In this tutorial we assume to launch a distributed training on 2 nodes using DeepSpeed with the OpenMPI Launcher.
- First of all DeepSpeed needs a passwordless ssh connection with all the nodes, MASTER included:
# generate a public/private ssh key and make sure to NOT insert a passphrase
ssh-keygen -t rsa
# copy public key 'id_rsa' on the MASTER and SLAVE
ssh-copy-id -i ~/.ssh/id_rsa.pub username@master && ssh-copy-id -i ~/.ssh/id_rsa.pub username@slave
# add the key on the MASTER (not sure if needed, but better be safe):
ssh-add ~/.ssh/id_rsa
- We need a hostfile and a ds_config.json that look like this (do the required modifications depending on what you need, this are just examples):
----------------- hostfile -----------------
# it works both with ssh aliases or directly the ip-addresses, slots is the number of gpus on the node
master slots=1
slave slots=1
--------------- ds_config.json --------------
{
"train_micro_batch_size_per_gpu": 1,
"gradient_accumulation_steps": 8,
"optimizer": {
"type": "Adam",
"params": {
"lr": 1e-4,
"betas": [
0.9,
0.99
]
}
},
"scheduler": {
"type": "WarmupDecayLR",
"params": {
"total_num_steps": 500000,
"warmup_min_lr": 0,
"warmup_max_lr": 1e-4,
"warmup_num_steps": 1000
}
}
- Prepare correctly the training script:
# Initialize the distributed process
rank = int(os.environ["OMPI_COMM_WORLD_RANK"])

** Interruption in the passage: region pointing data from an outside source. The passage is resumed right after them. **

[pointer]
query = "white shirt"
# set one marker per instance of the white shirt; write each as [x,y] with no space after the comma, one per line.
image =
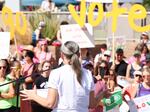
[72,96]
[46,6]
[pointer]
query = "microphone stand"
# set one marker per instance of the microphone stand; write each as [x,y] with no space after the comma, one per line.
[18,82]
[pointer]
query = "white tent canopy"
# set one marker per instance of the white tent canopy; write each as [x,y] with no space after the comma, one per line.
[110,1]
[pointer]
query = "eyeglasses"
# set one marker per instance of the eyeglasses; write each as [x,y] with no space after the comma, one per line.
[137,75]
[4,67]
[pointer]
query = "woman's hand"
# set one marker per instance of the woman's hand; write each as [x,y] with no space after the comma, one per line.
[29,94]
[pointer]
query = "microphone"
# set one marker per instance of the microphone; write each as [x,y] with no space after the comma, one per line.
[22,79]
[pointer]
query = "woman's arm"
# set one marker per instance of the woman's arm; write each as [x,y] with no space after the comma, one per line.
[48,102]
[95,100]
[128,72]
[9,94]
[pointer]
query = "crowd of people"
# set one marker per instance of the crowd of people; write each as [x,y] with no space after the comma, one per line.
[78,83]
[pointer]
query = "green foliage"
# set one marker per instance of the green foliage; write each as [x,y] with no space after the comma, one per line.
[52,23]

local_rank = int(os.environ["OMPI_COMM_WORLD_LOCAL_RANK"])
world_size = int(os.environ["OMPI_COMM_WORLD_SIZE"])
deepspeed.init_distributed(dist_backend="nccl", rank=rank, world_size=world_size)
# initialize the model engine that will take care of everything else
# in this case I'm using a train and validation dataloader initialized
# before with a distributed sampler
model_engine, optimizer, _, scheduler = deepspeed.initialize(
args=args, model=model, model_parameters=create_moe_param_groups(model))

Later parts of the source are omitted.